Set Your Intentions 3/19

Been working really hard to curb my Sunday Blues or Monday Scaries as my coworker calls them.  You know that point in your Sunday where you realize you have to go to work the next day.  Everyone’s start at different times, parents with kids probably have them start the earliest dealing with homework, and other I have to get multiple people out of the house early situations, but for me they start around 4pm.  I definitely get more irritable, disoriented, give up on weekend goals,  begin to self comfort with food, shopping, and any other coping mechanism I can get my hands on to make me take my mind off of Monday morning.

Even this blog series is intended to get me to look beyond Monday and get a scope of what I can look forward to in the coming week, what I can prepare for in advance, and any inkling of a highlight I can manage to get so that Friday arrives and I can say I made it through once more.  So the candle or incense gets lit, tea gets brewed and I sit down with my planner and laptop, and write until I’ve made sense of the week to come or it gets way to late to not be approaching sleep for the impending doom.

I know the object is to not have to look forward to the weekend but to be happy and grateful for everyday I get on God’s green earth, but God himself knows my heart and know that Monday’s are a test of my patience, and faith!  In my head God get’s the greatest kick out of this one particular child of his that I am.  My best efforts, best laid plans, fears, questions, and turmoil.  I can see him in a constant state of shaking his head, awe-ing, and sighing wondering when I will learn and applauding me when I make grand prophetic statements like, ” In time and with time”  he proclaims “Child tell me about it!”

This week, one of the last two of the first quarter of the year is one where I hope to tie up loose ends.  No I haven’t achieved every goal I set out for Q1, but I am proud to say I stayed most true to my goals this quarter than I ever have .

This weeks intentions

  1. Finish “Kindred” my train read, and resume 30 min at home reading sessions.  Started reading fiction on the train and saving my other books that I study for home reading so that I could have more than the margin to scrawl notes and epiphanies.  Train reading has been going well, home reading/studying not so much.  With Kindred almost done, I’ll  get back to focusing on my at home reading so that I can complete Q1 having read 4 books!
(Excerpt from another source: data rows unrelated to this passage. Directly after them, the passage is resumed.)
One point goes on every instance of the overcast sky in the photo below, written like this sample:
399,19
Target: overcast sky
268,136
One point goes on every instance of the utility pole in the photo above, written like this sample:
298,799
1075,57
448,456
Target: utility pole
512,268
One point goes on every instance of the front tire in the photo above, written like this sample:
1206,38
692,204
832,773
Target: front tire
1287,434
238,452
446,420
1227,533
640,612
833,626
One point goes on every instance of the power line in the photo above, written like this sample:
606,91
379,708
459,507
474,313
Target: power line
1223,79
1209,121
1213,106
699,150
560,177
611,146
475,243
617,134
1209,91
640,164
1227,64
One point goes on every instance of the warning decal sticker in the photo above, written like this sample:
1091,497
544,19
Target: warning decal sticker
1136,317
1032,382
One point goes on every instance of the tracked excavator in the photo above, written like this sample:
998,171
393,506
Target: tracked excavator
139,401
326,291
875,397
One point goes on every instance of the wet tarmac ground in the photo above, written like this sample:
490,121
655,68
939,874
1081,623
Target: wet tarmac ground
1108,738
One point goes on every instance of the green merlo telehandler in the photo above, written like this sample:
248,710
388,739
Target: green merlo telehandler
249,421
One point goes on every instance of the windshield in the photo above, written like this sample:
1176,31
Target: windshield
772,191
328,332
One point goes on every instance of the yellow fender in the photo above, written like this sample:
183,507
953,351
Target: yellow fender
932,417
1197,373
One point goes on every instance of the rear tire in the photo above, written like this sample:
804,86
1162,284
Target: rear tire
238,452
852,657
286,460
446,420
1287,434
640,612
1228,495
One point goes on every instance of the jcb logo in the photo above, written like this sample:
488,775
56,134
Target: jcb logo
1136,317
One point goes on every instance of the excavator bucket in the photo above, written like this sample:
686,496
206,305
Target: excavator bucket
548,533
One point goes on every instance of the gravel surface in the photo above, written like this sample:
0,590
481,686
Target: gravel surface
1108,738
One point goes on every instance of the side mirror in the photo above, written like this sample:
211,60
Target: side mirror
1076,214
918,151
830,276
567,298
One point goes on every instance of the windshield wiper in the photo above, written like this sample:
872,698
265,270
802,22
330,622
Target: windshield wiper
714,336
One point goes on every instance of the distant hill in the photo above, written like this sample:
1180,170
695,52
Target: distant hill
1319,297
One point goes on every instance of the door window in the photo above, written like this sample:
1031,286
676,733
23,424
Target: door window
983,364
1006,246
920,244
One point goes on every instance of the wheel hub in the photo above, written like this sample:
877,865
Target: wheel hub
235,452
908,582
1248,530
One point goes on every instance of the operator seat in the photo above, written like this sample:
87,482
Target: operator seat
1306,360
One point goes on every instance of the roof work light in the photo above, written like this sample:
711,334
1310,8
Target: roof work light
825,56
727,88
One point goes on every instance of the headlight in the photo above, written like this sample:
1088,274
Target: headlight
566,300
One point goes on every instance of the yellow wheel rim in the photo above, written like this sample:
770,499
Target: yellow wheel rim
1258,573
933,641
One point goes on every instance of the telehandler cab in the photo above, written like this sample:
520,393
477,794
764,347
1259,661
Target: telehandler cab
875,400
At that rate I’ll surpass my goal of 12 books for the year and will have added a bit more light reading to my list.
  2. Get at least one video posted on YouTube by end of week.  I have a short review of Octavia Butler’s “Seed to Harvest” recorded, mostly me shouting about how awesome the book is, but essentially a review.  I need to get my tech stuff organized so that video reviews become a part of my work.  I teeter back and forth between wanting to and not wanting to start a YouTube channel, but always land in the yes side of things.  I am extremely communicative and writing I find just does not do the trick for conveying just how expressive I am.  I’d love to have the opportunity and platform to share my thoughts on lifestyle matters ranging from your quintessential YouTube topics (hauls, fashion, home decor) to Vlog and daily check in’s on things like my journey to vegetarianism, and tons of other topics I’ve been mulling over.  This week, the second to last week of Q1 I will rise to the occasion of meeting a long time goal and GET A VIDEO POSTED!
  3. Have a tough conversation at work.  I’ve strategized my way through my work agony for long enough and really need to take action.  I have been ambivalent about what I should do but I’ve finally decided.  This wont be easy, but I must be happy in my work.  Wish me luck!
  4. Stick with my health regimen as closely as possible.  Raw for Lent has gone well, but has also not been 100%.  I’ve indulged beyond Sunday’s and have forgiven myself for those mishaps.  That alone is growth for me, but what has demonstrated my growth further is the way that I feel before and after over indulging.  I am finally at a point where I am aware of it and that is the step right before being able to stop yourself from doing it.  It seems like the most baby baby baby step and almost an excuse for not executing, but if you’ve ever gone raw, or vegan, or vegetarian, you know they call it “going” for a reason, because you literally go crazy trying to figure out what to eat! On top of going raw, I’ve begun to partake in a herbal tea regimen that I believe will help me with my health goals, but is among the most vile thing’s I’ve ever injested.  No, not a flat tummy tea situation, more like a bush remedy.   In true Caribbean form, I am taking a tea that is just plane old nasty, but so incredibly good for me that I am sticking to a three gulp rule and chasing it down with a lemon wedge.  Trust me, the ends will justify the means, but the means will not be easy.

I had a great weekend with friends, with Bae and best of all with myself.  I’m thankful for my weekends, but determined not to be one of the millions waiting for it to relieve me.

Those are my intentions for the week.  Have a blessed week everyone, and may your intentions be birthed.